Ballygunner were the defending champions.

On 7 October 2018, Ballygunner won the championship after a 2–19 t 0–13 defeat of Abbeyside in the final. It was their 17th championship title overall and their fifth title in succession.

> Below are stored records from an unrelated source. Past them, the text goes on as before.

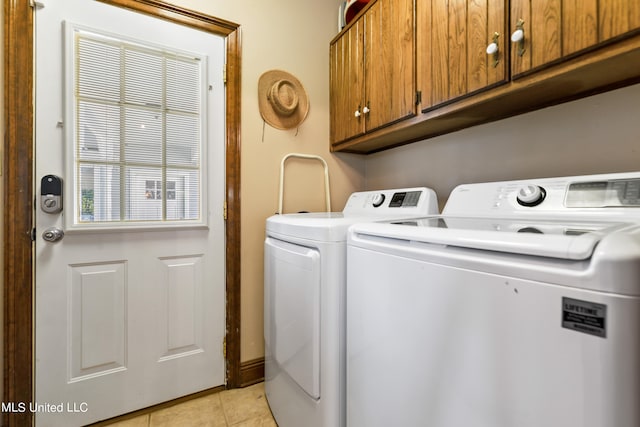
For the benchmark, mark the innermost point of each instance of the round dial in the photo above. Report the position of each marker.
(531, 195)
(378, 200)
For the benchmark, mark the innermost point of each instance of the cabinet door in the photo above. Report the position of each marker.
(617, 17)
(347, 84)
(452, 41)
(389, 63)
(556, 29)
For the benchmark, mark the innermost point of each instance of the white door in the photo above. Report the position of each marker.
(130, 303)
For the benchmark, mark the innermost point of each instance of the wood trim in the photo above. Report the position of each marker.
(18, 190)
(234, 71)
(18, 200)
(251, 372)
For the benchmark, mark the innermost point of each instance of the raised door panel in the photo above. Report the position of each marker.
(455, 36)
(347, 84)
(389, 62)
(541, 22)
(579, 25)
(557, 29)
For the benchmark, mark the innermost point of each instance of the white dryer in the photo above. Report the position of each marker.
(304, 305)
(519, 306)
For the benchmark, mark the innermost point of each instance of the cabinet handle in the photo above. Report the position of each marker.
(493, 50)
(518, 36)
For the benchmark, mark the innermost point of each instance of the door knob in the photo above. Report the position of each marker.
(518, 36)
(52, 234)
(493, 50)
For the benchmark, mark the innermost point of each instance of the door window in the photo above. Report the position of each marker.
(137, 142)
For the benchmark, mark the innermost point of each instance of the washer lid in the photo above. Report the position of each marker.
(318, 226)
(566, 240)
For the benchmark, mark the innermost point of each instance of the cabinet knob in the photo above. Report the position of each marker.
(493, 50)
(518, 36)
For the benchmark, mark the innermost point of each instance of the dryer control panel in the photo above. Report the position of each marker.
(405, 201)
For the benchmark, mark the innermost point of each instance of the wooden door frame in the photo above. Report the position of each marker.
(17, 172)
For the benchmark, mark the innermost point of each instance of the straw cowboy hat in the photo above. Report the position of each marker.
(282, 99)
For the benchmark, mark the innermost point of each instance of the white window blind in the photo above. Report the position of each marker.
(138, 144)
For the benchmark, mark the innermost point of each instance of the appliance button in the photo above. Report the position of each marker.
(531, 195)
(378, 200)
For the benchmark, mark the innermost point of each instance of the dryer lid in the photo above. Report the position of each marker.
(566, 240)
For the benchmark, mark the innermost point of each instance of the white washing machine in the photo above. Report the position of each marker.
(304, 303)
(519, 306)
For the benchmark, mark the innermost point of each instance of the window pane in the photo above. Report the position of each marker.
(99, 193)
(139, 126)
(98, 70)
(98, 132)
(183, 85)
(183, 140)
(185, 203)
(143, 136)
(143, 78)
(144, 194)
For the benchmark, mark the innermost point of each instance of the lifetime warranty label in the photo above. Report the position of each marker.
(584, 316)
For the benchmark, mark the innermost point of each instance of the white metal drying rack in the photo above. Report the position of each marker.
(326, 178)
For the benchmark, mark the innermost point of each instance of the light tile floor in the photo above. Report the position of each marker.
(242, 407)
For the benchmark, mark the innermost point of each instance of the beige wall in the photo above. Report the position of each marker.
(294, 36)
(594, 135)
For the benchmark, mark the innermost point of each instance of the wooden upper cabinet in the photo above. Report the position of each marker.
(389, 63)
(553, 30)
(372, 74)
(347, 83)
(452, 41)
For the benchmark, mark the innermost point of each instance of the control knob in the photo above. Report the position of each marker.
(531, 195)
(378, 200)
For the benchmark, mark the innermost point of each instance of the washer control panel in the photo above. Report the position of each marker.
(596, 194)
(548, 196)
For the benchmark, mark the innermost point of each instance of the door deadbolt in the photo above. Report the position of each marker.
(51, 194)
(52, 234)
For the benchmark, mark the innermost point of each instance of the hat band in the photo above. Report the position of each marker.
(283, 97)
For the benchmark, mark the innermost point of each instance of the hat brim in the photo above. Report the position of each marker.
(268, 113)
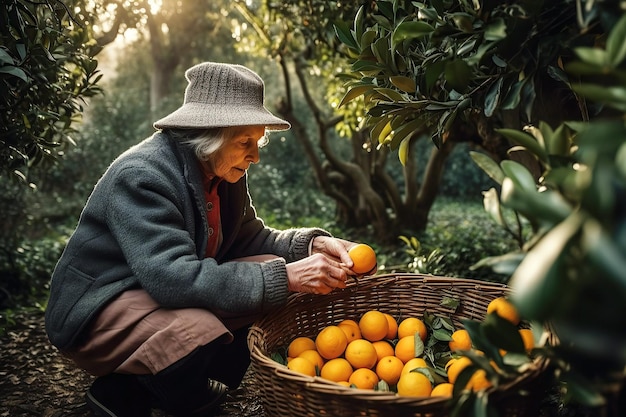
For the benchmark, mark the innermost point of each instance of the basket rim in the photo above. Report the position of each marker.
(322, 385)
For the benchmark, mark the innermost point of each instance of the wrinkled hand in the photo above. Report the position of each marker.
(334, 248)
(326, 269)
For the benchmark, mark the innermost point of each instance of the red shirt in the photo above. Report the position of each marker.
(212, 207)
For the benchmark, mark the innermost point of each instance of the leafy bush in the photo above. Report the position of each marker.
(46, 70)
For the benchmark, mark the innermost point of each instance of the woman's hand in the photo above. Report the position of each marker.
(327, 268)
(333, 248)
(316, 274)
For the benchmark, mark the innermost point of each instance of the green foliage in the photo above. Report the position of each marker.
(428, 66)
(459, 233)
(46, 71)
(573, 273)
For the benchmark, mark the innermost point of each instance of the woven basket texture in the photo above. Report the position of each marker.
(287, 393)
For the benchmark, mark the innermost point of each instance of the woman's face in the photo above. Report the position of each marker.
(234, 158)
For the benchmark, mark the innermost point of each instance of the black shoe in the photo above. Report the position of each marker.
(215, 397)
(118, 395)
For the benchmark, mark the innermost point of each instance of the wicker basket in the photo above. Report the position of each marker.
(287, 393)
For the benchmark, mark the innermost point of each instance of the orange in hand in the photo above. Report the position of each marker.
(364, 258)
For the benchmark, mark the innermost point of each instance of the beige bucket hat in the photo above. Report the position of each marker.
(222, 95)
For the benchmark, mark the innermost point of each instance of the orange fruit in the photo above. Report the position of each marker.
(503, 308)
(352, 332)
(528, 339)
(301, 365)
(414, 364)
(414, 384)
(405, 348)
(410, 326)
(348, 321)
(442, 390)
(299, 345)
(331, 342)
(364, 378)
(460, 340)
(393, 327)
(361, 354)
(314, 357)
(336, 370)
(389, 369)
(373, 325)
(479, 381)
(364, 258)
(383, 348)
(455, 366)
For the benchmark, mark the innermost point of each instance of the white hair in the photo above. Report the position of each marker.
(207, 142)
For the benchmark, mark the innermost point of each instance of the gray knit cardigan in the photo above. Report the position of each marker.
(145, 226)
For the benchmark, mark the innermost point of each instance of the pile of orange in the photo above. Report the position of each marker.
(378, 348)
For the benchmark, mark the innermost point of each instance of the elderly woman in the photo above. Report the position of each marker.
(169, 263)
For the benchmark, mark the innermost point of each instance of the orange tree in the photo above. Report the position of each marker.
(351, 169)
(449, 68)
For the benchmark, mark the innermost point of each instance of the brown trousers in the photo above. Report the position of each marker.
(134, 335)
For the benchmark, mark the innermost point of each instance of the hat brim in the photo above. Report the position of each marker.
(206, 116)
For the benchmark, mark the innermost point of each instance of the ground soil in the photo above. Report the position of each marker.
(35, 380)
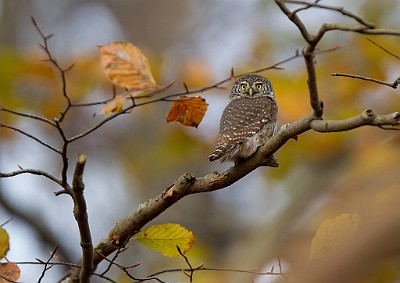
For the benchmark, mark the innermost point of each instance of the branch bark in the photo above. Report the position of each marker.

Ballygunner's Pauric Mahony was the championship's top scorer with 2–66.

==Results==
===Group A===
====Table====

| Team | Matches | Score | Pts | | | | | |
| Pld | W | D | L | For | Against | Diff | | |
| Ballygunner | 3 | 3 | 0 | 0 | 93 | 28 | 65 | 6 |
| Abbeyside | 3 | 2 | 0 | 1 | 54 | 37 | 17 | 4 |
| Ballyduff Upper | 3 | 1 | 0 | 2 | 42 | 84 | −42 | 2 |
| An Rinn | 3 | 0 | 0 | 3 | 41 | 81 | −40 | 0 |

===Group B===
====Table====

| Team | Matches | Score | Pts | | | | | |
| Pld | W | D | L | For | Against | Diff | | |
| De La Salle | 3 | 3 | 0 | 0 | 56 | 42 | 14 | 6 |
| Dungarvan | 3 | 1 | 0 | 2 | 55 | 46 | 9 | 2 |
| Tallow | 3 | 1 | 0 | 2 | 47 | 49 | −2 | 2 |
| Fourmilewater | 3 | 1 | 0 | 2 | 48 | 59 | −11 | 2 |

===Group C===
====Table====

| Team | Matches | Score | Pts | | | | | |
| Pld | W | D | L | For | Against | Diff | | |
| Passage | 3 | 2 | 0 | 1 | 52 | 50 | 2 | 4 |
| Mount Sion | 3 | 2 | 0 | 1 | 64 | 61 | 3 | 4 |
| Roanmore | 3 | 1 | 0 | 2 | 53 | 48 | 5 | 2 |
| Lismore | 3 | 1 | 0 | 2 | 57 | 67 | −10 | 2 |

==Championship statistics==
===Top scorers===

- Top scorers overall

| Rank | Player | Club | Tally | Total | Matches | Average |
|---|---|---|---|---|---|---|
| 1 | Pauric Mahony | Ballygunner | 2–66 | 72 | 6 | 12.00 |
| 2 | Eoghan Murray | Ballyduff Upper | 0–56 | 56 | 6 | 9.33 |
| 3 | Mark Ferncombe | Abbeyside | 2–45 | 51 | 6 | 8.50 |
| 4 | Maurice Shanahan | Lismore | 2–44 | 50 | 5 | 10.00 |
| 5 | Owen Connors | Passage | 1–38 | 41 | 5 | 8.20 |
| 6 | Emmett O'Toole | Roanmore | 4–27 | 39 | 5 | 7.80 |
| 7 | Thomas Ryan | Tallow | 3–28 | 37 | 5 | 7.40 |
| 8 | Austin Gleeson | Mount Sion | 2–30 | 36 | 5 | 7.20 |
| 9 | Donie Breathnach | An Rinn | 1–32 | 35 | 5 | 7.00 |
| 10 | Dylan Guiry | Fourmilewater | 3–24 | 33 | 5 | 6.60 |

- Top scorers in a single game

| Rank | Player | Club | Tally | Total | Opposition |
| 1 | Conor Power | Ballygunner | 4-05 | 17 | Ballyduff Upper |
| 2 | Thomas Ryan | Tallow | 1–12 | 15 | Ballyduff Upper |
| Mark Ferncombe | Abbeyside | 0–15 | 15 | Tallow |
| 3 | Austin Gleeson | Mount Sion | 1–11 | 14 | De La Salle |
| Pauric Mahony | Ballygunner | 1–11 | 14 | Passage |
| Pauric Mahony | Ballygunner | 0–14 | 14 | An Rinn |
| 4 | Dylan Guiry | Fourmilewater | 2-07 | 13 | Ballyduff Upper |
| Owen Connors | Passage | 1–10 | 13 | Dungarvan |
| Pauric Mahony | Ballygunner | 1–10 | 13 | Ballyduff Upper |
| Patrick Curran | Dungarvan | 1–10 | 13 | Tallow |
| Austin Gleeson | Mount Sion | 0–13 | 13 | An Rinn |
| Eoghan Murray | Ballyduff Upper | 0–13 | 13 | Fourmilewater |
| Pauric Mahony | Ballygunner | 0–13 | 13 | Abbeyside |

===Miscellaneous===

- Ballygunner's score of 7–30 against Ballyduff Upper is believed to be the biggest score recorded in a championship match since a Mount Sion-Erin's Own clash in 1948.